New research from Google claims the CFO will be more involved in IT thanks to the booming cloud market.
Research launched by Google today revealed chief financial officers (CFOs) will engage more in IT as cloud computing continues its rise in popularity among businesses.
The survey was conducted by Vanson Bourne in January 2012 among 100 senior decision makers within the finance functions of large UK-based companies.
According to the study, 50 per cent of financial business leaders believe CFOs will become more influential in the purchasing and management of IT services as cloud deployments continue to grow.
Support for the cloud is still on the up, as 66 per cent of senior financial decision makers believe the cloud increases the IT department's contribution to corporate strategy. Also, 69 per cent believe cloud computing boosts the IT department's ability to innovate.

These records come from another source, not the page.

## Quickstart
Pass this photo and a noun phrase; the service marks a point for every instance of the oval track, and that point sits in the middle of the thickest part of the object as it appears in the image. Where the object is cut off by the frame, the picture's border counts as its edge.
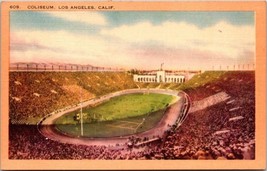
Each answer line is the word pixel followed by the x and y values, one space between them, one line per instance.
pixel 47 128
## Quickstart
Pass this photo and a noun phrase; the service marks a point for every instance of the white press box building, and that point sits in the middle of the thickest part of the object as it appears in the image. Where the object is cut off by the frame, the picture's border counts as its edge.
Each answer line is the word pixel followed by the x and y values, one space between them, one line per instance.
pixel 160 76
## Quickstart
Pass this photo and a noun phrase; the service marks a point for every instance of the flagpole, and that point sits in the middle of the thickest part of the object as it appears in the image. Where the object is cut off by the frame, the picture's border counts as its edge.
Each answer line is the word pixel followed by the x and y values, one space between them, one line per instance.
pixel 81 113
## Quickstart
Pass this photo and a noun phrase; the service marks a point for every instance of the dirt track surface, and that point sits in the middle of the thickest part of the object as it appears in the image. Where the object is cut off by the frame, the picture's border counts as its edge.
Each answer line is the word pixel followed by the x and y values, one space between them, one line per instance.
pixel 47 128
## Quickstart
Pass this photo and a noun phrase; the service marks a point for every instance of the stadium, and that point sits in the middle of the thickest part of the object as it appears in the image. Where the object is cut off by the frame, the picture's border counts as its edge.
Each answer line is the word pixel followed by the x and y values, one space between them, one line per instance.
pixel 131 85
pixel 209 116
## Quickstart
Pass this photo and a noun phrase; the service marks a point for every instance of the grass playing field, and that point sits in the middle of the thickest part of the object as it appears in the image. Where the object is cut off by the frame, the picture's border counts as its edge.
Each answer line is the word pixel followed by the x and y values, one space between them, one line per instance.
pixel 122 115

A majority of respondents – 93 per cent – said cloud will be important to the success of their company over the next 12 to 18 months, while 94 per cent agreed the technology provides their businesses with notable benefits, including reductions in IT maintenance costs, IT spending and operational costs and improvements in process efficiency within business.
Overall, 64 per cent believe that cloud computing is more beneficial to business than traditional outsourcing.
Thomas Davies, head of Google enterprise for the UK and Ireland, explained why more businesses are being persuaded to make the switch.
"The benefits of cloud computing go far beyond the obvious cost savings on software and reducing the burden of maintenance," he said.
"The fact that 93 per cent of surveyed CFOs believed that cloud computing would be important to the success of their company in the next year to 18 months underlines that the board has woken up to the benefits of the cloud.”